Moreover in the next paragraph you say:

"alternatively, treating the reals merely as an ordered set without a topology, (x,x] contains elements strictly greater than x and less than or equal to x: it can't contain x"

yes, elements "strictly greater than x and less than or equal to x" don't include x

 

[Fredrik]

The interval (b,a] is open to b (the interval doesn't include b) but closed in 'a' (the interval includes a.)

If you define (b,a] as "the interval from b to a, with b not included and a included", then (x,x] is neither empty nor non-empty, it's just nonsense. (A set can't both contain x and not contain x). If you define (b,a] as "the set of all t such that b<t≤a", then (x,x] is empty. (I prefer the latter definition because it makes sense for all a and b, and doesn't require us to have defined "interval" in advance).

I also don't understand why you were talking about countable sets. It seems to me the notation (x,x] implies an interval on the real number line unless otherwise specified.

I don't understand your concern at all. n is an index that labels the sets in the family of sets that we're taking the intersection of. If the definitions of the sets in the family hadn't involved some algebraic operations, we could have used any set as the index set. In this particular case, where the sets are (x-1/n,x], the index set can be any subset of the real numbers that doesn't include 0.

 

[SW VandeCarr]

why should it?

the interval (3,2] doesn't contain 2, so why should (2,2] ?yes, elements "strictly greater than x and less than or equal to x" don't include x

I'm sorry. Why do you say that (3,2] doesn't include 2? As a half closed interval doesn't this notation correspond to $$3> x \geq 2$$? Please explain why you are saying 2 is not included in the interval when every reference I've checked says it is. I'll just post one.

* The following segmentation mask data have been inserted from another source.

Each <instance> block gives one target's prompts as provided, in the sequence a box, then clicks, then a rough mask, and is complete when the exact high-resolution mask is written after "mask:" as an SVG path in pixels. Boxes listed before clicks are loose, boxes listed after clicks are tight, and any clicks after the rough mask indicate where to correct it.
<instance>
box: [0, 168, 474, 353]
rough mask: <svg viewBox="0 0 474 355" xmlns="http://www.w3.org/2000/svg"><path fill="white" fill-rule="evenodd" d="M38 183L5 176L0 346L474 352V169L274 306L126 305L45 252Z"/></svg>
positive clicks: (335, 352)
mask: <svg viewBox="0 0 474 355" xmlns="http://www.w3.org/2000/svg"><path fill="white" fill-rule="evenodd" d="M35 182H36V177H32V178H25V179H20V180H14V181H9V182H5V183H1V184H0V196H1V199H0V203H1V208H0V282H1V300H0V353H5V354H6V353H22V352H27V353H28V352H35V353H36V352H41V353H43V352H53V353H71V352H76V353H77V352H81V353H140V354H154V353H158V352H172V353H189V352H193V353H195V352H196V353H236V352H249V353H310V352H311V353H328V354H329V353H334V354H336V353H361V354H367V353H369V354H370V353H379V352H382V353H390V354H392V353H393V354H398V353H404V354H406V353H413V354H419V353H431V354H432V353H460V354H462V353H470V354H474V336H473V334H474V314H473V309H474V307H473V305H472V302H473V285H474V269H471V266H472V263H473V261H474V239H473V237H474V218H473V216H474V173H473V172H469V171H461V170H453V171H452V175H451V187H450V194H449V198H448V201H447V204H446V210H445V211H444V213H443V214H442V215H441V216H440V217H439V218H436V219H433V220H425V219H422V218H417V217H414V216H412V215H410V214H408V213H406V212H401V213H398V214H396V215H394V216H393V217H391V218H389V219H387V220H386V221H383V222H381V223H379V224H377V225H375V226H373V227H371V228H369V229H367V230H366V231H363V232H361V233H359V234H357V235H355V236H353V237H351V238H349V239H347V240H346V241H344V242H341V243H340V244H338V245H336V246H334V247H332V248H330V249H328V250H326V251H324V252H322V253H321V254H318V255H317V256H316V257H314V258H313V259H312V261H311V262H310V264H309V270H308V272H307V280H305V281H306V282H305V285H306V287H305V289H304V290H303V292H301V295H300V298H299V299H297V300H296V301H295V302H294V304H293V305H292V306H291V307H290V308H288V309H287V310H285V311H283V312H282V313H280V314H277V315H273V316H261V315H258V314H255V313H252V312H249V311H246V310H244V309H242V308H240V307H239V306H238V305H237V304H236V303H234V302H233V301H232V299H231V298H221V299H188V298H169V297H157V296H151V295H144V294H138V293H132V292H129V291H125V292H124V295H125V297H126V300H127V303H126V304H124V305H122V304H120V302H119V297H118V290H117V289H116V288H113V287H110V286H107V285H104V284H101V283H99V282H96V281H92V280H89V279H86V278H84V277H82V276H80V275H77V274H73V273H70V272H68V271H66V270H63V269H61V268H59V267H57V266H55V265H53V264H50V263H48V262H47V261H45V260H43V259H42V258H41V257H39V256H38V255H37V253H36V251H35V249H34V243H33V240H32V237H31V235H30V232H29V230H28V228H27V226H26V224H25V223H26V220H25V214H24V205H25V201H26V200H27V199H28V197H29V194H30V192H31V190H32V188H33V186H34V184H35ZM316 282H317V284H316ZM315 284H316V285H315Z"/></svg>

http://mathworld.wolfram.com/Half-ClosedInterval.html

 

[Fredrik]

No, (3,2] is the set of all real numbers x such that 3<x≤2. There are no such real numbers. Therefore, (3,2]=∅.

 

[SW VandeCarr]

No, (3,2] is the set of all real numbers x such that 3<x≤2. There are no such real numbers. Therefore, (3,2]=∅.

OK. But that's not the inequality I wrote in my previous posts. However for (a,b] I do see your point. If I write $$a < x \leq b$$ then the corresponding set has no least element and therefore cannot be well ordered. Thanks.